Passion projects and ruminations related to IT development.
Every year around the holidays our family has a tendency (slowly becoming a tradition) to buy some packs of quiz cards. Some of us get competitive, others just like to nerd out. We make our way through the card packs relatively fast. With the obsession around large language models I figured why not have ChatGPT or some other LLM generate question given a number of keywords? The questions will never run out then. We’ll wrap it up in a web application for easy use. This is the practical reason.
Then there’s the technical reasons. I come from a backend background, mainly using cloud computing platforms. My personal AWS setup uses Control Tower for multi-account organization to mimic use cases in my freelancing career. So I figured, why not overengineer by design? I’ll have separate accounts for each environment, backed by CI/CD. If my goal was to just get a backend API out the door, anyone would stick a to a simple single account setup. But I have seen that plenty times. We will tackle the backend in a more “corporatey” style. Our attention to learning and creating is 50-50.
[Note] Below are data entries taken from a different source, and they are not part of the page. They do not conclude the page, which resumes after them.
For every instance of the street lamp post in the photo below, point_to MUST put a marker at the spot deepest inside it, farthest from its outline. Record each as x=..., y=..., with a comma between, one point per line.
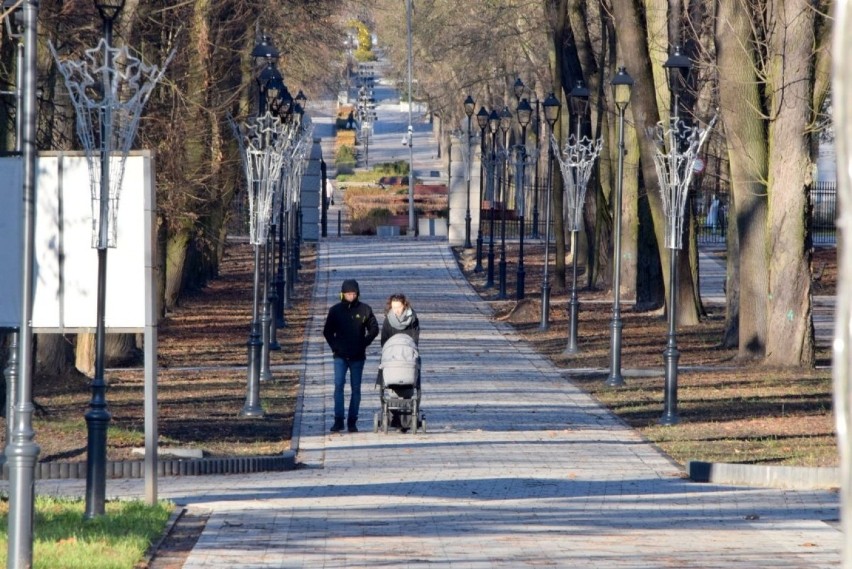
x=272, y=99
x=551, y=115
x=524, y=112
x=519, y=88
x=579, y=98
x=493, y=125
x=675, y=177
x=21, y=449
x=469, y=105
x=108, y=115
x=411, y=225
x=482, y=122
x=98, y=416
x=536, y=104
x=505, y=127
x=622, y=84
A second aspect will be the frontend. For too long have I thought “If only I knew frontend, who knows what wonders I could make”. Well, for this project we will get out of our comfort zone and prove to ourselves that we truly lack innovative ideas. But at least we will know frontend programming.
The third and last aspects will be machine learning. With the emergence of large language models we already see mentions of “prompt engineering”; how to prompt the LLM to get the desired result. A team centered around Andrew Ng has laid the groundwork with a package called langchain that we can take as a starting point. It’s not hardcore mathematics, but I reckon it will still be plenty challenging.
Each of the three aspect will get its own dedicated blog post.